The current process for importing AQS data [[https://github.com/wikimedia/analytics-refinery-source/tree/master/refinery-cassandra/src/main/java/org/wikimedia/analytics/refinery/cassandra|individually inserts records using CQL prepared statements]]. Judging from the [[https://grafana.wikimedia.org/dashboard/db/aqs-cassandra-system?from=1454889569205&to=1454940331795&var-node=All|dashboards]], this process takes hours, increases cluster utilization, and impacts latency. It might be worth considering the use of SSTable bulk loading, instead.
In a nutshell, you would:
1. Locally generate SSTable files
2. Stream the data to cluster nodes
(1) is actually quite straightforward to do using the [[https://github.com/apache/cassandra/blob/trunk/src/java/org/apache/cassandra/io/sstable/CQLSSTableWriter.java#L48|`CQLSSTableWriter`]] class:
```lang=java
// Define a matching schema.
String schema = "CREATE TABLE foo (id int PRIMARY KEY, name text)";
// Define a matching insert statement.
String insert = "INSERT INTO foo (id, name) VALUES (?, ?)";
// Construct a writer using the schema and insert statement
CQLSSTableWriter writer = CQLSSTableWriter.builder()
.inDirectory("/path/to/output/directory")
.forTable(schema)
.using(insert).build();
// Write your records.
writer.addRow(0, "test1");
writer.addRow(1, "test2");
writer.addRow(2, "test3");
...
// Finish the file.
writer.close();
```
(2) is performed using the `sstableloader` utility (ships with Cassandra).
```
$ sstableloader -d aqs1001.eqiad.wmnet /path/to/output/directory
```
The `-d` argument specifies a contact node, which is used to suss out the cluster topology.

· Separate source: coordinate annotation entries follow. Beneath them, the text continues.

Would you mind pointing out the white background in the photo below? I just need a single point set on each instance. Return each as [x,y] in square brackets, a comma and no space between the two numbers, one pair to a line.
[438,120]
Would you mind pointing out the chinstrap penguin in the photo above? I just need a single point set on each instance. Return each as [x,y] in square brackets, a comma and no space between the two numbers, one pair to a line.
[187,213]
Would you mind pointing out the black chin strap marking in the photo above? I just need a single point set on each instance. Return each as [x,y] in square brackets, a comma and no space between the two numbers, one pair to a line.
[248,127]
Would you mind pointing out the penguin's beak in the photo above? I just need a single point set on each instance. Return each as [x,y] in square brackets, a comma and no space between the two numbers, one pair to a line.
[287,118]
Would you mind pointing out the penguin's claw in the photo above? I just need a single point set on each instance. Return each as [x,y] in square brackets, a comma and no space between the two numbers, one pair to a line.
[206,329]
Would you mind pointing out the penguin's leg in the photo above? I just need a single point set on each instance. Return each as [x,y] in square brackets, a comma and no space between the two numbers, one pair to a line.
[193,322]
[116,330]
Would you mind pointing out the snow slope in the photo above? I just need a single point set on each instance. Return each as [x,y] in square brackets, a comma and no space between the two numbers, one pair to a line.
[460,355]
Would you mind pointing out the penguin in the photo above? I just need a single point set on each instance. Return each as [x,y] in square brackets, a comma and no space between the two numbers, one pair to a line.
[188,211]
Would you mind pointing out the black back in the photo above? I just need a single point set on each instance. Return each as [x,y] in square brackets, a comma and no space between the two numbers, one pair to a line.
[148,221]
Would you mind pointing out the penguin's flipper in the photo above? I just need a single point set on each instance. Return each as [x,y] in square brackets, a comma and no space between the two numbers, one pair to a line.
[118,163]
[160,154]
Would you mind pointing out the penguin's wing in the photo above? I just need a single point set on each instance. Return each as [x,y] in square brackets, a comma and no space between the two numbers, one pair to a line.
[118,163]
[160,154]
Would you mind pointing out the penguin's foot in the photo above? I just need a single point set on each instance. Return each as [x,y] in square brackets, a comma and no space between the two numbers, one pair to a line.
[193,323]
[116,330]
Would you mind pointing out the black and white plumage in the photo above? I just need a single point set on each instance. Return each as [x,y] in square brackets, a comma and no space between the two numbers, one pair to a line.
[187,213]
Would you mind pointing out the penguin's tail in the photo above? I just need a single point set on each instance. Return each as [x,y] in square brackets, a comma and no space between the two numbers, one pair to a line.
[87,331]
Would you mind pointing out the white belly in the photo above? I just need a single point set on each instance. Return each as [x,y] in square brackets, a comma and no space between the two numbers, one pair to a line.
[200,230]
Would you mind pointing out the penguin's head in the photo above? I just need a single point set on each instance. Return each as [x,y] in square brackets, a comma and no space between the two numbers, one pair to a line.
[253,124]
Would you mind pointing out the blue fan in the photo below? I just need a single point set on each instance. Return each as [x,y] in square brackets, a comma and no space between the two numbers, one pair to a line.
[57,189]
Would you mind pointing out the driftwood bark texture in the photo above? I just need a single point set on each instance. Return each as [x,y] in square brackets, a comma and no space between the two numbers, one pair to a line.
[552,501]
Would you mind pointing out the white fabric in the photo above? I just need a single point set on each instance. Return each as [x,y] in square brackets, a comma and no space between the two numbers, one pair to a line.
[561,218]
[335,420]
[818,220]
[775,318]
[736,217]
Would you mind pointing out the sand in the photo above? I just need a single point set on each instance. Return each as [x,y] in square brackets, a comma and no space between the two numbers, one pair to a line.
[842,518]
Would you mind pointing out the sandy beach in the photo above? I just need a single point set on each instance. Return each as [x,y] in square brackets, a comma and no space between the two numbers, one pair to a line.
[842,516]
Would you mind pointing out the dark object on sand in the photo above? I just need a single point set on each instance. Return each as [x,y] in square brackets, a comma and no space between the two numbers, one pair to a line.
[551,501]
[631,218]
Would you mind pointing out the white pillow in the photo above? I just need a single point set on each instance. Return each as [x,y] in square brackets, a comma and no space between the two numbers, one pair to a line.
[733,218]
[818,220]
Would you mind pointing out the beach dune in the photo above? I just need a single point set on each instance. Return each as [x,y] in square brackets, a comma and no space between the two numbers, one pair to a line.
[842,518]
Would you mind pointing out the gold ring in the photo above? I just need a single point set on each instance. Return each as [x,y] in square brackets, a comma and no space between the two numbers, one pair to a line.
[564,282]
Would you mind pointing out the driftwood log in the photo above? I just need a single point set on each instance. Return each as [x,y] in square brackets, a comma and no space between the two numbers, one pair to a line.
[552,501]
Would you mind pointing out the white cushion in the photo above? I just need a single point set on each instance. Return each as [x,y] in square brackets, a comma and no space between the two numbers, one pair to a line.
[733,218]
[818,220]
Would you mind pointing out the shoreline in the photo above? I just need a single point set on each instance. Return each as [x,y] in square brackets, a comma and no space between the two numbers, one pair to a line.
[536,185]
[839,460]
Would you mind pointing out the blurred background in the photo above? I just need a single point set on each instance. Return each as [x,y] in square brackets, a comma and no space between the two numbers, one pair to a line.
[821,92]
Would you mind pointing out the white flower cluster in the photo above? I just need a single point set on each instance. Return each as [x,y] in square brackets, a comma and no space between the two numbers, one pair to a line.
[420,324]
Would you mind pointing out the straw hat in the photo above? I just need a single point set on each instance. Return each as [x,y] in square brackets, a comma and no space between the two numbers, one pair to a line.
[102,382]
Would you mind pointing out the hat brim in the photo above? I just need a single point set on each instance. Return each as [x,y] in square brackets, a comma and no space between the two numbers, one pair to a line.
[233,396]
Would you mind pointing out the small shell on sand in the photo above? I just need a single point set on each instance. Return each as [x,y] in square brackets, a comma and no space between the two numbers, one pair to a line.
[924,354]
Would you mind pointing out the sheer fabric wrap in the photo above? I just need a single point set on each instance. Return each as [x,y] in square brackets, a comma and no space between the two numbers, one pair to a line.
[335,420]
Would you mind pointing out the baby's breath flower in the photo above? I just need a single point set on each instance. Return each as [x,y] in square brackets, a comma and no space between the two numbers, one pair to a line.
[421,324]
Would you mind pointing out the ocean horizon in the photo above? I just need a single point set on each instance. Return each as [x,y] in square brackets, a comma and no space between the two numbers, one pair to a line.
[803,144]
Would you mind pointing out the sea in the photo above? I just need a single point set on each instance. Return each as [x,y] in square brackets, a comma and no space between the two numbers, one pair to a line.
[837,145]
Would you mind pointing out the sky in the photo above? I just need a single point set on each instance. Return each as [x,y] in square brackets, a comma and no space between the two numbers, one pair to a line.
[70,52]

It will send the data using Cassandra's own streaming mechanism, which is quite efficient; This should be an enormous win over individual inserts.
SSTable-to-node affinity is not required, `sstableloader` will only stream the relevant parts of the files to the respective nodes. If needed, this can be parallelized by simply running more `sstableloader` processes.
I suspect this would also reduce the post-import compaction load as well.
Let me know if you're interested in doing this, and how I can be of help!